An artist with an eye for the quaintness of old Winter Park

Born on February 28th, 1883 in Louisville, Kentucky, Marie Louise McComb was an accomplished artist, best known for her watercolors. Throughout her lifetime, she lived in Wilkes-Barre, PA, Philadelphia, New York, and finally, Winter Park.

In the 1920s, Ms. McComb studied in Philadelphia at the Pennsylvania Academy of Fine Arts. While there, she won a traveling scholarship (the Cresson Scholarship) which allowed her to tour Europe, visiting England, France, Holland, Belgium, Switzerland, Germany, and Italy. She took in the famous art galleries and viewed their noted works of art.

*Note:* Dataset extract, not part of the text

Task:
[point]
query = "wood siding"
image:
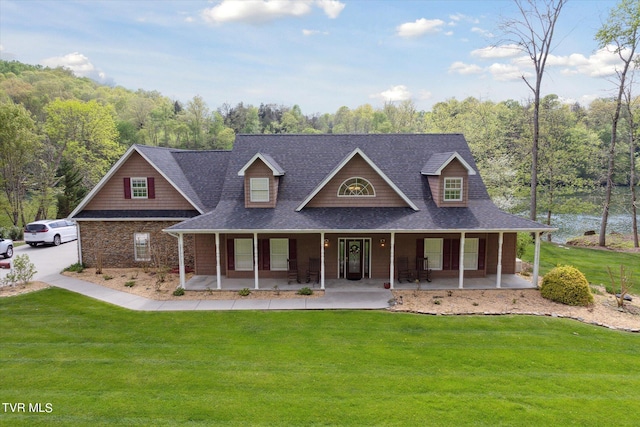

On her return to the United States, she did many sketches of old Philadelphia, which were displayed at many galleries, among them, her alma mater, the Pennsylvania Academy of Fine Arts.

Later, she was employed at newspapers (where she worked as a caricaturist) and magazines . . . where she worked as an illustrator.

She also spent many summers on Nantucket, where she painted the island’s narrow, winding streets and waterfront scenes. She once stated that she preferred the quaint scenes of small towns over the towering skyscrapers of large cities.

She moved to Winter Park with her sister (Mrs. George S. Atlee) in the early 1940s. It was not long after their arrival that they decided to make this quaint town their home. She became a familiar personality in Winter Park and could frequently be seen with her sketch pad . . . recording scenes around the town, from Hannibal Square to Park Avenue.

Her artwork was displayed at the Center Street Gallery, which was located at 136 Park Avenue South. Her exhibit was entitled: Scenes of Old Winter Park. It ran from December 26, 1969 through January 16th, 1970, and featured many of the town’s buildings, houses, and other landmarks. She was also known for her paintings of Old Philadelphia, her Pennsylvania Collection, and her Nantucket Collection.

Marie Louise McComb died on August 14th, 1973.